Seit heute können Bürger das EU-Austrittsvolksbegehren, das bis 1. Juli auf den Gemeinde- oder Bezirksämtern aufliegt, unterschreiben. Dazu berechtigt sind alle rund 6,4 Millionen Österreicher, die bis zum Ende der Eintragungsfrist 16 Jahre alt sind. Die bisherigen sieben Volksbegehren zu EU-Themen zählen nicht zu den erfolgreichsten Initiativen.

Fremdbestimmung, Neutralität, Euro - das sind die Kernthemen, mit denen die Proponenten des Volksbegehrens für den Austritt aus der EU argumentieren. Volksbegehrenssprecherin Inge Rauscher hat Erfahrung auf diesem Gebiet: Im Jahr 2000, fünf Jahre nach dem EU-Beitritt, startete sie das Volksbegehren für eine neue EU-Volksabstimmung und landete mit 194.000 Unterschriften nur auf Platz 25 von bisher insgesamt 37 Volksbegehren.
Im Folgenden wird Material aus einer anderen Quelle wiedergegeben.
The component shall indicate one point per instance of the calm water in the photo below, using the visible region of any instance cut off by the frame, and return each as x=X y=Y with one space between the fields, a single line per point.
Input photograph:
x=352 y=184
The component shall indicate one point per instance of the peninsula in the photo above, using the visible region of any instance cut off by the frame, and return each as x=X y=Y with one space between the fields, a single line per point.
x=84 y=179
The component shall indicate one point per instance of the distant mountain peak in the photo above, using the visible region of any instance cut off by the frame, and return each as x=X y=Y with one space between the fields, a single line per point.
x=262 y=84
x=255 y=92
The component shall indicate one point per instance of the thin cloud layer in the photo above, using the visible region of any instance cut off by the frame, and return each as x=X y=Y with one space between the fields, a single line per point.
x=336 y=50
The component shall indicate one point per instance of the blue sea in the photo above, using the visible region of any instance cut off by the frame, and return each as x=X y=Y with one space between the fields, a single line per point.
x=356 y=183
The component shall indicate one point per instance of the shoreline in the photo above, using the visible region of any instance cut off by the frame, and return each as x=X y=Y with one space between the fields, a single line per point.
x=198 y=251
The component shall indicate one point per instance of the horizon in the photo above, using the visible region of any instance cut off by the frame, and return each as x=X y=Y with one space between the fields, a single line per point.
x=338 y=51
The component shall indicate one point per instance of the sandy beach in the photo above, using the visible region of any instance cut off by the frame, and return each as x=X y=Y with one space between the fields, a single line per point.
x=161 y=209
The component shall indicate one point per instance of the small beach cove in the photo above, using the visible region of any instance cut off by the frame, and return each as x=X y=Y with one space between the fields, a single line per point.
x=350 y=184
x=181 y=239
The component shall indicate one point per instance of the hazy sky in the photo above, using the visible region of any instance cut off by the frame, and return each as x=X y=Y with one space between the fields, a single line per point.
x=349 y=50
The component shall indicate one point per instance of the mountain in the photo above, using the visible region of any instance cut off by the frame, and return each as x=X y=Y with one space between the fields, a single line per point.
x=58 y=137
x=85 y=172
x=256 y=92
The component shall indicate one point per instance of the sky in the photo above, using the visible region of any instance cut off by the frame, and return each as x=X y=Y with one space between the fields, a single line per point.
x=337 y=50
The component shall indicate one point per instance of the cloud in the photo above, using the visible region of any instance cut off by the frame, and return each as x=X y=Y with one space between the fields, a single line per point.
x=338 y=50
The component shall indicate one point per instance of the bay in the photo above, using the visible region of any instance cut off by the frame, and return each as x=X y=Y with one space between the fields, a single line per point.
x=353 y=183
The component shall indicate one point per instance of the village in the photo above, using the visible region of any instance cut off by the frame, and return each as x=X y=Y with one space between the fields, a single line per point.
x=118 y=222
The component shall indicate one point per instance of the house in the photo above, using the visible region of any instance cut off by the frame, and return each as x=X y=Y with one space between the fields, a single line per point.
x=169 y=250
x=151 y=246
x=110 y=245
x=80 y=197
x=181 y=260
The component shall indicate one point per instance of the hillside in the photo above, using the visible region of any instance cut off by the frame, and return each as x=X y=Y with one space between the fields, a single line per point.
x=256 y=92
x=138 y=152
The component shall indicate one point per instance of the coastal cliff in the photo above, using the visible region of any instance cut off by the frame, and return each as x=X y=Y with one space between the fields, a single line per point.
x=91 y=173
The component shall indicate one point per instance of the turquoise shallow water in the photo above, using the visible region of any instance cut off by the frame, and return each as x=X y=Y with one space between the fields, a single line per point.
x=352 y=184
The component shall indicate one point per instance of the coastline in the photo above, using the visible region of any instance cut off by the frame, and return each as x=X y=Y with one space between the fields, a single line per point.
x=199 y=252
„Wir wollen wieder ein neutrales und friedliebendes Österreich“, sagte Rauscher auf die Frage, warum man die Austrittsinitiative unterschreiben soll. Das sei in der EU nicht möglich. Sonst gebe es keinen Wirtschaftskrieg gegen Russland, den Österreich jetzt mittragen müsse. Rauscher schreibt auch die wirtschaftliche Abwärtsentwicklung allein der EU zu.

Volksbegehren liegt bis Anfang Juli auf

Ob das Austrittsvolksbegehren ein Projekt der eingefleischten EU-Gegner bleibt oder doch breiteren Zuspruch findet, wird sich nach dem Ende der Eintragungswoche Anfang Juli zeigen. Damit das Volksbegehren im Parlament behandelt wird, muss die Hürde von 100.000 Unterschriften übersprungen werden.